Seguimos leyendo a menudo artículos o reseñas sobre la náutica de grandes yates, esa donde los pequeños son los de 50 metros de eslora y donde por encima de los 70 llevan un helicóptero y hasta submarinos. Cuando de repente me encontré formando parte de la cultura de superyates, allí por 1988, el Santa Cruz Tres de 36 metros de eslora del que era yo capitán era un yate importante.
Uno de los primeros huéspedes que tuvimos fue Gustavo Cisneros, el empresario venezolano propietario de Pepsi, que acababa de comprar Galerías Preciados. A él y a su mujer los acompañaban Carlos March y la suya, Maritín March (condesa de Pernia), Miguel Boyer, Isabel Preysler y su hijo Julio José Iglesias. No eran nuevos ricos, sino lo que en el norte de Europa se llama «dinero viejo», fortunas que a lo largo de generaciones siguen en las manos de la misma familia.
Había pasta y alcurnia (contemporánea) por todos lados. Este grupito era poderoso y en España había pocos que le pudieran hacer sombra, de eso no había duda. Eran muy educados y trataban a mi tripulación de una manera exquisita. Mi mujer Ada, chef a bordo, había hecho un curso de Cordon Bleu en una de las mejores escuelas de Inglaterra, y aún así, tenía pánico, ya que el Santa Cruz Tres tenía un limitado espacio para guardar las vituallas y yo no podía «prestarle» un tripulante para que la ayudara a hacer la compra.
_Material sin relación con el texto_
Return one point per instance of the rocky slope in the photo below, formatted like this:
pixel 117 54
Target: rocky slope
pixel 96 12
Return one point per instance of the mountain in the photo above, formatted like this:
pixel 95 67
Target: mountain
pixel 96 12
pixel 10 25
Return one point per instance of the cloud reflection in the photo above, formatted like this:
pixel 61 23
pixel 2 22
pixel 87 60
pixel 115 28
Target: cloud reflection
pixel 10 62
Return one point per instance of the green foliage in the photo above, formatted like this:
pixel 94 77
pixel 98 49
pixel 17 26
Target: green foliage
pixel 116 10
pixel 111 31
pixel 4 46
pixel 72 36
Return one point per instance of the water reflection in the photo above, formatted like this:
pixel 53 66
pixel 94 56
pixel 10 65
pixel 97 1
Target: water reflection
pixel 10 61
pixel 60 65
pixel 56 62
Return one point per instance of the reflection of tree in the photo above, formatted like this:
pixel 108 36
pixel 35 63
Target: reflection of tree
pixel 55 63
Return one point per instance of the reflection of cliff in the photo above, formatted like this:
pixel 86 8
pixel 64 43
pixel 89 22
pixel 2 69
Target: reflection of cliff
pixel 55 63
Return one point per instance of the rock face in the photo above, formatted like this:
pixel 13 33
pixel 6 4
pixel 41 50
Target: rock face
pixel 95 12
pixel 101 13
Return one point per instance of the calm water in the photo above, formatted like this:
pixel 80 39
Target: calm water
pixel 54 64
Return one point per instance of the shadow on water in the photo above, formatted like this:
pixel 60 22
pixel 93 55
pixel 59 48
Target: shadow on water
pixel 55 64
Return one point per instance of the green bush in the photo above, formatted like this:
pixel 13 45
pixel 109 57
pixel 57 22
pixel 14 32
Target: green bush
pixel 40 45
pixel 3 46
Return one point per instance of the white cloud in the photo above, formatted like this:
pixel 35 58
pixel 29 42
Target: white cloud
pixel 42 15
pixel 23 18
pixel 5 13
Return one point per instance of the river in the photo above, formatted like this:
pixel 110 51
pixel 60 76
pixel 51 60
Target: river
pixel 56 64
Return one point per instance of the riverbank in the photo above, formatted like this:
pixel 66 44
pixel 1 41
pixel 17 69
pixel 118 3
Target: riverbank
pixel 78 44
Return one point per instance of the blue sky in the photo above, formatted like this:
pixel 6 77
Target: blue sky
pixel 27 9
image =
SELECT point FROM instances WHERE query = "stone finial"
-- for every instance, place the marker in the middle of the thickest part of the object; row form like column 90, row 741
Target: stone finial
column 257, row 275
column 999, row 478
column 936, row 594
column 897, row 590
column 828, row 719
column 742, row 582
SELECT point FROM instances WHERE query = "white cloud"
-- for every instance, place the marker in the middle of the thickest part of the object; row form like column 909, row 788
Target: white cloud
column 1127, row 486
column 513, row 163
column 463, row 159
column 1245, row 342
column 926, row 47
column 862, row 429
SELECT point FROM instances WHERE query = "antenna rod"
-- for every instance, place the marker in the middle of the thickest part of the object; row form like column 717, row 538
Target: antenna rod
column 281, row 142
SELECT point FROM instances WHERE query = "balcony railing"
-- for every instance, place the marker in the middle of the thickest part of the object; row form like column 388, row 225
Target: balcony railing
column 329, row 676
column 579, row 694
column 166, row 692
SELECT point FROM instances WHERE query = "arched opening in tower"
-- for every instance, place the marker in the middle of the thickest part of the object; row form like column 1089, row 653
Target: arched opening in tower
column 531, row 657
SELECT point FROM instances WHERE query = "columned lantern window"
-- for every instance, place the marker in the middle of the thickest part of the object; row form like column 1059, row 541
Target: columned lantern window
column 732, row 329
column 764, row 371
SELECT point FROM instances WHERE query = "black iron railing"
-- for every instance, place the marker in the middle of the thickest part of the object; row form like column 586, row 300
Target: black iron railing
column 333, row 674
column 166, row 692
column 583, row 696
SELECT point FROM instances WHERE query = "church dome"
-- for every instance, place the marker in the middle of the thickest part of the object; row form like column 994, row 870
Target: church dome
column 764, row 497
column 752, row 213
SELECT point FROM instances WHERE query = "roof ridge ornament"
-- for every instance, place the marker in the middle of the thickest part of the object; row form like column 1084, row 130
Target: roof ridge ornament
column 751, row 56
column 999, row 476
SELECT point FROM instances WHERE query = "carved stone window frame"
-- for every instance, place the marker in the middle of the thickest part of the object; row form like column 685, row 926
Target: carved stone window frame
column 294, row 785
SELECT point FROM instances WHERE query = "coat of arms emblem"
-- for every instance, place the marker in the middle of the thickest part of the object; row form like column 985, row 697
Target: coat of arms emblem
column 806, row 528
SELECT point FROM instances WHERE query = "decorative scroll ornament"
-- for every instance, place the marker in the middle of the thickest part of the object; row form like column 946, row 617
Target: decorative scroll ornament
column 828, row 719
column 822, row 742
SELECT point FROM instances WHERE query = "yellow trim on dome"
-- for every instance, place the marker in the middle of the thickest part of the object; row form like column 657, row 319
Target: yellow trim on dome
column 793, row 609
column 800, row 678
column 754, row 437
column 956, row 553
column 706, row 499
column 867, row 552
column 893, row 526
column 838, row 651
No hay que olvidar que también debía darnos de comer a los siete tripulantes de la embarcación. Zarpamos hacia el norte de la isla de Mallorca, fondeamos para el almuerzo y luego la señora Cisneros quiso tener una charla con Ada. Ella pensó que algo había ido mal con el almuerzo y casi le da un patatús. Cuando finalmente se reunieron, resultó ser todo lo contrario: les había gustado comer sano, fresco, sin demasiados aderezos ni salsas. Simple y auténtico. Con los vinos era diferente: embarcamos unas diez cajas de madera de excelentes vinos franceses y españoles. La siguiente noche fondeamos en Cañamel y de allí nos fuimos a Ibiza, donde tuvimos como huésped especial a Smilja Mijailovic, embajadora universal y promotora de la moda Adlib en todo el mundo. Ada estaba muy nerviosa, pues en Ibiza no había nadie con mejor fama. Decidió el menú con la señora Cisneros y, una vez más, pudo relajarse ya que eran platos sin muchas complicaciones de ingredientes o preparación.
Otra noche desembarcaron con los anexos en Ibiza para asistir a un evento. Nosotros, al fondeo, nos «escondimos» detrás del Phocea, de 75 metros, ya que los reporteros ofrecían 50.000 pesetas por una foto de nuestros huéspedes a bordo del Santa Cruz Tres.
Cuento esto porque era muy difícil superar el nivel de riqueza y lujo del que participábamos y, sin embargo, lo que más apreciaban nuestros invitados eran el trato, lo singular (pidieron raones) y lo auténtico (sobrasada). Se habían subido a un yate para disfrutar del mar y de la mutua compañía mientras celebraban un negocio.
Otro indicador interesante es que en los yates pertenecientes al «dinero viejo», las tripulaciones se mantienen durante años, hay una lealtad mutua tripulante-capitán-propietario que impera. No todo es caviar, ni ostras, ni foie gras. Eso lo pueden comer en su casa cuando lo deseen. Generalmente, esta gente sabe aprovechar lo que su yate y el lugar le ofrecen. Eso sí, cuando llegan los nuevos ricos, sálvese quien pueda. Son una especie de hooligan náutico con apetitos caros, estrés permanente y que sólo pretenden imponer, nunca dialogar. Esos son los que dan el mal nombre a la náutica de grandes esloras.